As a vocal environmental advocate, I confront denial every day. Not just climate-change denial, but the broader and more common variety that is best described as the refusal to countenance the possibility that life on Earth can get very bad, very quickly. 

Most people nowadays don’t deny climate change outright. What many people do deny, however, is the possibility that climate change could very possibly destroy everything they love about the world – to say nothing about what it could do to human civilization. 

For some reason, I, like many climate activists, have always been keen to the great and frightening uncertainties that lie not just in the years, but in the very seconds, that lie before me. Don’t ask me why. Perhaps it’s because I grew up in a Jewish household and was reminded on a near daily basis to “Never Forget,” or because at a young age I went to the Museum of Natural History and learned that the Andromeda Galaxy will one day collide with our own, and that there was nothing I could do to stop it. 

Not to be presumptive, but I’d wager that nothing on Earth 252 million years ago believed its era would one day, eons later, be referred to as The Great Dying – the largest of our planet’s six mass extinction events (the sixth of which, I’m sorry to say, we are currently witnessing). And yet, despite the defiant optimism of the Permian’s version of Elon Musk, the Great Dying happened, taking 96% of marine life and 70% of terrestrial life with it. 

The impulse to deny the existential threat of COVID-19 and the impulse to deny the existential threat of climate change are both borne out of the same veritably human inability to conceive of a future so unlike, and so much worse than, the present.

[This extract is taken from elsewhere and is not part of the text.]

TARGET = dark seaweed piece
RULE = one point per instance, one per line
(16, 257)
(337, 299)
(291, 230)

Nevertheless, for the sake of our loved ones, ourselves, and our planet, we must overcome this impulse.   

Even if the global mobilization to contain the spread of COVID-19 proves a massive overreaction, we must do everything we can right now to prevent the worst-case scenario. Why? 

Because the most experienced public-health experts in the world, whose sole responsibilities are to calculate epidemiological risks, are demanding that of us. Because the physical, social, and moral costs of failure are unspeakably high.   

Because catastrophe in this universe – on this planet! – is not only possible, it’s probable. 

Humans cannot mitigate the destructive movement of matter through interstellar space, the mortality of stars, or the incidence of black holes. But thankfully, humans can mitigate climate change and COVID-19 (and poverty, inequality, racism, and war). 

So, let’s just make the world better, because I can assure you it can get worse.